On the Impact of Group Size on Collaborative Search Effectiveness

While today’s Web search engines are designed for single-user search, over the years research efforts have shown that complex information needs - which are explorative, open-ended and multi-faceted - can be answered more efficiently and effectively when searching in collaboration.

Collaborative search (and sensemaking) research has investigated techniques, algorithms and interface affordances to gain insights and improve the collaborative search process. It is not hard to imagine that the size of the group collaborating on a search task significantly influences the group’s behaviour and search effectiveness.

However, a common denominator across almost all existing studies is a fixed group size - usually either pairs, triads or in a few cases four users collaborating. Investigations into larger group sizes and the impact of group size dynamics on users’ behaviour and search metrics have so far rarely been considered - and when, then only in a simulation setup.

In our recently accepted Information Retrieval journal article (published some time in 2019, the preprint can be viewed here):

  author = {Felipe Moraes, Kilian Grashoff and Claudia Hauff},
  title = {On the Impact of Group Size on Collaborative Search Effectiveness},
  journal = {Information Retrieval Journal},
  year = {2019}

we took aim at this research gap and explored the following question: What is the impact of group size on collaborative search effectiveness?
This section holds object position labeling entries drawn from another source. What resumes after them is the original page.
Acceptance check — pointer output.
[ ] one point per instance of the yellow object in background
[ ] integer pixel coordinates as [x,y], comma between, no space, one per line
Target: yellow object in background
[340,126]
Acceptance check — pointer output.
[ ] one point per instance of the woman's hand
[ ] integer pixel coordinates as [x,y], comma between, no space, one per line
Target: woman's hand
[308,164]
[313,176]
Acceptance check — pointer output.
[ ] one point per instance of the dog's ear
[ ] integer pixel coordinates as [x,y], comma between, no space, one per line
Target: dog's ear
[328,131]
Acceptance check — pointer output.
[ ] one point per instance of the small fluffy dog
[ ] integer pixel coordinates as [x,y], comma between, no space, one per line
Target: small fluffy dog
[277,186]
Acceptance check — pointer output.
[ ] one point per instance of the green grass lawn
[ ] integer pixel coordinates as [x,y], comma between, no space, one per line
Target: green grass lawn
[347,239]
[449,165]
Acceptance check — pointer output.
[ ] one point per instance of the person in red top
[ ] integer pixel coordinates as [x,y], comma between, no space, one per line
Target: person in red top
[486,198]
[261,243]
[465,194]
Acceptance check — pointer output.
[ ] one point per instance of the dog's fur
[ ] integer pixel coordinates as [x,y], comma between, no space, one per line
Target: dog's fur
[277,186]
First, we categorized previous research in a neat table:

Evidently, user studies with collaborating pairs are the most popular. Few studies work with self-selected search tasks, the setup with a fixed set of search tasks is the most popular.

Our contributions

Through a large-scale user experiment (>300 participants) we investigated to what extent prior simulation findings on variable group sizes in collaborative search carry over to the real world. We made a number of contributions:

  • First of all, we extended SearchX, our synchronous collaborative search framework with algorithmic mediation components as well as features enabling efficient use of SearchX for crowdsourcing studies, that we successfully deployed in a crowd-sourcing setup with hundreds of crowd-workers and different levels of user and task synchronisation.
  • We found most prior simulation-based results on the impact of group size on behaviour and search effectiveness to not hold in our user study.
  • Importantly, in our study - conducted across three difficult recall-oriented search topics - we do not observe diminishing returns (measured in recall) when scaling up group sizes from two to six collaborators. Our results indicate that a further scaling up of group sizes is feasible with existing collaborative search features and can potentially lead to new research avenues in the collaborative search space.

Our study

We investigated three search conditions, with various levels of collaborative features switched on:

  • S-Single: Independent search with individual bookmarks and individual query history (no awareness, no division of labour).
  • S-UI-Coll: S-Single + Shared saved documents, shared query history and collapsing of saved and excluded documents in the SERP (awareness, interface-level division of labour).
  • S-UIAlg-Coll: S-UI-Coll + Shared relevance feedback (awareness, interface-level division of labour and system-level sharing of knowledge)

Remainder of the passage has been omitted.